GOAT SONGS by John Weston. 242 pages. Afheneum. $6.95.
A very good novella is crated like a cracked vase in this volume, padded between two undistinguished lesser fictions that serve only to give the book that solid $6.95 heft. The unfortunate excelsior stories, All My Bones and The Call, are summer-weight Southern gothic. in which the author follows the convention of this school by writing about the rural poor as if they were all dimwitted. The title work, Goat Songs, is something else. A series of erotic recollections links a man to his boyhood. The episodes are brief: a flicker of memory, a few moments of musing. Perceptions are intense, and in their heat the flesh of narrative falls away. Memory is capricious, not orderly, and important events occur in the silences between the chapters.

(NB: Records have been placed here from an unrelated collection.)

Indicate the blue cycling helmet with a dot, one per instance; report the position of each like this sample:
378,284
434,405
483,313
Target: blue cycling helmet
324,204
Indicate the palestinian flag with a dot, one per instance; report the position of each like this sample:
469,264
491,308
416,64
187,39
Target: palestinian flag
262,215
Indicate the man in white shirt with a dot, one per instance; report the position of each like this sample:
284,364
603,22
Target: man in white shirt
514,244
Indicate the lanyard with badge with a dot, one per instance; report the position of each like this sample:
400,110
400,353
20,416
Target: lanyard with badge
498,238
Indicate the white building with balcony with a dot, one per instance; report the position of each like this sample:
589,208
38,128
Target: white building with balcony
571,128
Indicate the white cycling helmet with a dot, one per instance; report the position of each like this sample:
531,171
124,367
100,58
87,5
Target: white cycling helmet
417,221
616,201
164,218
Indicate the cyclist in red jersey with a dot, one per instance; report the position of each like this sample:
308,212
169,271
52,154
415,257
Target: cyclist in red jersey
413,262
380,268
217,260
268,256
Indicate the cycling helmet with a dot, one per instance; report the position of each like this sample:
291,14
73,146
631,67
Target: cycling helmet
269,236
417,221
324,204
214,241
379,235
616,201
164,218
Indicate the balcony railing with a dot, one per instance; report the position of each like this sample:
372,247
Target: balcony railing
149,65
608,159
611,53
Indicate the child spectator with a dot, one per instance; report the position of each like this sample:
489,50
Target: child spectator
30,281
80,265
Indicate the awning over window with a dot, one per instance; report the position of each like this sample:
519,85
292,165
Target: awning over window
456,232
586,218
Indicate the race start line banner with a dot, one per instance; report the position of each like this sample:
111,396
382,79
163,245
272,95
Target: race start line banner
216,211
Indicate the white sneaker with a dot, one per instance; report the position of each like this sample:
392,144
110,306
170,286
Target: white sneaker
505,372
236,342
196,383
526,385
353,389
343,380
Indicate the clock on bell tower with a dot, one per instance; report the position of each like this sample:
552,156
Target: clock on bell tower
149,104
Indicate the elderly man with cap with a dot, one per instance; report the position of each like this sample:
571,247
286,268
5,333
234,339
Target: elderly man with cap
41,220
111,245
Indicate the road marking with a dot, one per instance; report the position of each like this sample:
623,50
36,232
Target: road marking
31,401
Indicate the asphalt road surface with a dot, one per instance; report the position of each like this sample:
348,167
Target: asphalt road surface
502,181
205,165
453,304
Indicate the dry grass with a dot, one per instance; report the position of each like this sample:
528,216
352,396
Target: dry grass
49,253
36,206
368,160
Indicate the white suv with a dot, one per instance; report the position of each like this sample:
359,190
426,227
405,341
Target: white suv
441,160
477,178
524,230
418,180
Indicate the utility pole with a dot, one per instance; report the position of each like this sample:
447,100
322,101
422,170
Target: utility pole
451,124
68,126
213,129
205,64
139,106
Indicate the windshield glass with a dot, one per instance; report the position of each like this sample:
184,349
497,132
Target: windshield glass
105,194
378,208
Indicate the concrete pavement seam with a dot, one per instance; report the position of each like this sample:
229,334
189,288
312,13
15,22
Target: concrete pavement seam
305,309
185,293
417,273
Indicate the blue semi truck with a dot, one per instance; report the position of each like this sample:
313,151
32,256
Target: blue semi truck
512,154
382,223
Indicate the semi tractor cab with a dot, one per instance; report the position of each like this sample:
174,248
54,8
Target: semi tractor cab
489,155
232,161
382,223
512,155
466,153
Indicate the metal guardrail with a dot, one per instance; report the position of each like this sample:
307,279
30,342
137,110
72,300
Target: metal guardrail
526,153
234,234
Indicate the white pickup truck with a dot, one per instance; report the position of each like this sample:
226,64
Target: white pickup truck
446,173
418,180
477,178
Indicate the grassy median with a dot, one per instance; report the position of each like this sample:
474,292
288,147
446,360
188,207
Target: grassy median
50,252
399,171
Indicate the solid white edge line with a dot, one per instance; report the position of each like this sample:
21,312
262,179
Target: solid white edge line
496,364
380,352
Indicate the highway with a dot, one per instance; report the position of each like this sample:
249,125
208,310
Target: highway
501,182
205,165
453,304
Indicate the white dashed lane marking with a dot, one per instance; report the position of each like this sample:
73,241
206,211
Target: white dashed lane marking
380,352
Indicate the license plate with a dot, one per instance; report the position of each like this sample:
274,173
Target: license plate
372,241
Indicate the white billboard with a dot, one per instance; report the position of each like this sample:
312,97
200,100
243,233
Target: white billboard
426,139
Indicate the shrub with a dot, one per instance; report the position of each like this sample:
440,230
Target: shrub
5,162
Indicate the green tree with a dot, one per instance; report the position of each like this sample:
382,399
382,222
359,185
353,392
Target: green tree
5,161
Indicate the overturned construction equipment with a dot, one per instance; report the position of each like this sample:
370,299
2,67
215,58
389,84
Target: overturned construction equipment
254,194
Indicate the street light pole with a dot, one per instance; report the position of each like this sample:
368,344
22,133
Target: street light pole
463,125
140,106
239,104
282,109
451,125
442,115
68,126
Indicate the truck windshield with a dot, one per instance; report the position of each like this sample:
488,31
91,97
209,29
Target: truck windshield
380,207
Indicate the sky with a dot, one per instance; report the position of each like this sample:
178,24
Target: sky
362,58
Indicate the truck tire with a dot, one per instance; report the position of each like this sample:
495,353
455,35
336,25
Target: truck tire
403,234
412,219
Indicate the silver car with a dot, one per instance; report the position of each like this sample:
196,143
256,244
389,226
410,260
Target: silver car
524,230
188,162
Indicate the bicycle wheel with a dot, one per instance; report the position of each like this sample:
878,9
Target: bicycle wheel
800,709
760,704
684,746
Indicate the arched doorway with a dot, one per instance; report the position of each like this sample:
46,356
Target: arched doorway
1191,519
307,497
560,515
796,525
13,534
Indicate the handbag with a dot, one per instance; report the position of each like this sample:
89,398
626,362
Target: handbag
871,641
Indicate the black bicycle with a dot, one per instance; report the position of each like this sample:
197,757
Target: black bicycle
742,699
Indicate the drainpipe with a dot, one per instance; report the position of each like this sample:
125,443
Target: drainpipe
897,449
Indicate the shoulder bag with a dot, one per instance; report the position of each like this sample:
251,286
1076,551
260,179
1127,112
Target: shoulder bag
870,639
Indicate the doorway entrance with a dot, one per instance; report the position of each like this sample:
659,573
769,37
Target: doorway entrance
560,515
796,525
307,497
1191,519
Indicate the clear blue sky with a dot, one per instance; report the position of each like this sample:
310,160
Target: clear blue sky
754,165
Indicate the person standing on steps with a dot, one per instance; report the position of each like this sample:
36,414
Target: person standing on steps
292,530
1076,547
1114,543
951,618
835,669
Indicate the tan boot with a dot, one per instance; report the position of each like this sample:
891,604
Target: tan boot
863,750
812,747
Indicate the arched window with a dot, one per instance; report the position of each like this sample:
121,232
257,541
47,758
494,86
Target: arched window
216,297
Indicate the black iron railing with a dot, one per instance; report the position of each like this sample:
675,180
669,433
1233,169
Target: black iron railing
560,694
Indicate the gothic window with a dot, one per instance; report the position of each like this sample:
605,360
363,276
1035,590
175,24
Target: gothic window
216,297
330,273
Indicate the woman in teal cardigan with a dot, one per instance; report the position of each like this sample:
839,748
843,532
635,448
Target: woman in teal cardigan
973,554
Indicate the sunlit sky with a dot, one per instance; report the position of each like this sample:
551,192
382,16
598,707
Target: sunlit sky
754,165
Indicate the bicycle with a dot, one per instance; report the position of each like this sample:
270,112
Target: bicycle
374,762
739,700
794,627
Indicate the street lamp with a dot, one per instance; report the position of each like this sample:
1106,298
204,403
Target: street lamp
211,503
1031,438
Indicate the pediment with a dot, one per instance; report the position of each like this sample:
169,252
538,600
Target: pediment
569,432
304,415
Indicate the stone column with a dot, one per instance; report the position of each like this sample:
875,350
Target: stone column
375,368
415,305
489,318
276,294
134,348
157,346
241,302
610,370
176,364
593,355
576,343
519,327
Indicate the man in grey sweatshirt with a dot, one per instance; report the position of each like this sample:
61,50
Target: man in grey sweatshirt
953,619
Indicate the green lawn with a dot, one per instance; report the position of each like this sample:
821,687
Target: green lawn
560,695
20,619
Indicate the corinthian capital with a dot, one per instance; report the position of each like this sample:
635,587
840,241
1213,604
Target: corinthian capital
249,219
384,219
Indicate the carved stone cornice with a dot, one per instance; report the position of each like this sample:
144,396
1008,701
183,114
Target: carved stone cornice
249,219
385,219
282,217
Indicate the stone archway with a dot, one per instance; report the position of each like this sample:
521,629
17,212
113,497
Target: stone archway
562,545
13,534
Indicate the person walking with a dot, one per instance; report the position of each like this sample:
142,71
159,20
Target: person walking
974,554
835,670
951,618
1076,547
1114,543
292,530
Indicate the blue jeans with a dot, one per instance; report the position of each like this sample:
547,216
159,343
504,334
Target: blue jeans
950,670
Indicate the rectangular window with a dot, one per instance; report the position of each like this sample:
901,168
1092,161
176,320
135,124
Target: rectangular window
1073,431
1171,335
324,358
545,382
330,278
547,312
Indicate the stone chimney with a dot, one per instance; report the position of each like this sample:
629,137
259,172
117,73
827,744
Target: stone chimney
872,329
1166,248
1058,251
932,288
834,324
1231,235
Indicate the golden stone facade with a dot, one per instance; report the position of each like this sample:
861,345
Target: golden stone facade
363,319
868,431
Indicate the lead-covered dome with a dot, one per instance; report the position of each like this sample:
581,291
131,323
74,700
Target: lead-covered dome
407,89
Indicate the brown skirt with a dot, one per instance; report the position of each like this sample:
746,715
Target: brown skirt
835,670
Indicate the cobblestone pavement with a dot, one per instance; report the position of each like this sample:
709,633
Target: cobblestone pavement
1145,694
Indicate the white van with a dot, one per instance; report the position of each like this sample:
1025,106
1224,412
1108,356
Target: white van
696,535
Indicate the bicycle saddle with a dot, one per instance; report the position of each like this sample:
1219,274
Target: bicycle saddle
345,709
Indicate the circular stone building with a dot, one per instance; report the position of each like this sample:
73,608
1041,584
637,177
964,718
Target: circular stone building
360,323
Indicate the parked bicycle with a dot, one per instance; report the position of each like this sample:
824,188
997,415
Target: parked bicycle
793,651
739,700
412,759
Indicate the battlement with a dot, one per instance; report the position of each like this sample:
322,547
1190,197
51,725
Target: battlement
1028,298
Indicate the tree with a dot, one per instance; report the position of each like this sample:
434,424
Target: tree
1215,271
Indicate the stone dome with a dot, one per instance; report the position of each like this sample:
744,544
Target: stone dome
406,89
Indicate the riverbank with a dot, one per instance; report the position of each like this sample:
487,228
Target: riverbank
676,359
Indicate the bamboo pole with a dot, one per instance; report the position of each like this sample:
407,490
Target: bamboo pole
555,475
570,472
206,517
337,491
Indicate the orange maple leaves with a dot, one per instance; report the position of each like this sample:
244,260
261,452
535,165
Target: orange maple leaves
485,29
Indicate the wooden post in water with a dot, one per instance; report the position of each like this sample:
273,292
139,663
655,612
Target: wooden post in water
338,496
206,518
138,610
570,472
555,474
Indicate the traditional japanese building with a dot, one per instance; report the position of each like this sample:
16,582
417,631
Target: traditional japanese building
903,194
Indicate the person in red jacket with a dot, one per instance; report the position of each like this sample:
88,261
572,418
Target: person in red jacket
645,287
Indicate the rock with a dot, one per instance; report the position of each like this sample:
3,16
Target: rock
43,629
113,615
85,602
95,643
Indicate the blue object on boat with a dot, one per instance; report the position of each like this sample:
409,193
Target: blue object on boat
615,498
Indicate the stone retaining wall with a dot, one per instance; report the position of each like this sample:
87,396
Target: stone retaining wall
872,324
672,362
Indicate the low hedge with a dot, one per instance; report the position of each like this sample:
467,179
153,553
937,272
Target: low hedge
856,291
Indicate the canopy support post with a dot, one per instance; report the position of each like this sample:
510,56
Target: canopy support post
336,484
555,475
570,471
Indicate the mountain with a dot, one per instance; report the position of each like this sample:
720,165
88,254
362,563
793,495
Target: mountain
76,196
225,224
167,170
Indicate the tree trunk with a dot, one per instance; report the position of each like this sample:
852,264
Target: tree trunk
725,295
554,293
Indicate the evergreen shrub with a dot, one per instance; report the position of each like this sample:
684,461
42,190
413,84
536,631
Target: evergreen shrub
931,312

What the reader learns is this: six boys are born in the same summer in a village in the American Southwest. One dies young; five live to manhood. They separate, though bound together by their origin and by a mistress shared serially. No one is named. Each is referred to by his profession: the actor, the poet, the musician, the painter. That is four; the last, the curator of these memories, is a teacher of English.
Various cluesthe single mistress, the lack of names and characterization, the fact that each of the four artists withers or dies after reaching renownsuggest what the author is up to. Goatish carnality is occasionally his medium, but he is writing about the mysterious web of past-present, the great arcs of possibility that bemuse a boy and, broken, haunt a man. His six characters are the mislaid and scattered pieces of one, the teacher who dreamed of painting, wrote a little, had a talent for music.
Author Weston, 39, was trained as a singer but now teaches English in California. He takes high risks with his prose, alternating portent-filled silence with runs of gaudy phrase. Yet the alternation works, because the book is an imitation of memory, and visual memory often works that way too. In the end, the teacher finds past and possibility gone, but he has arrived at himself. The author knows what it is to be a creature of time.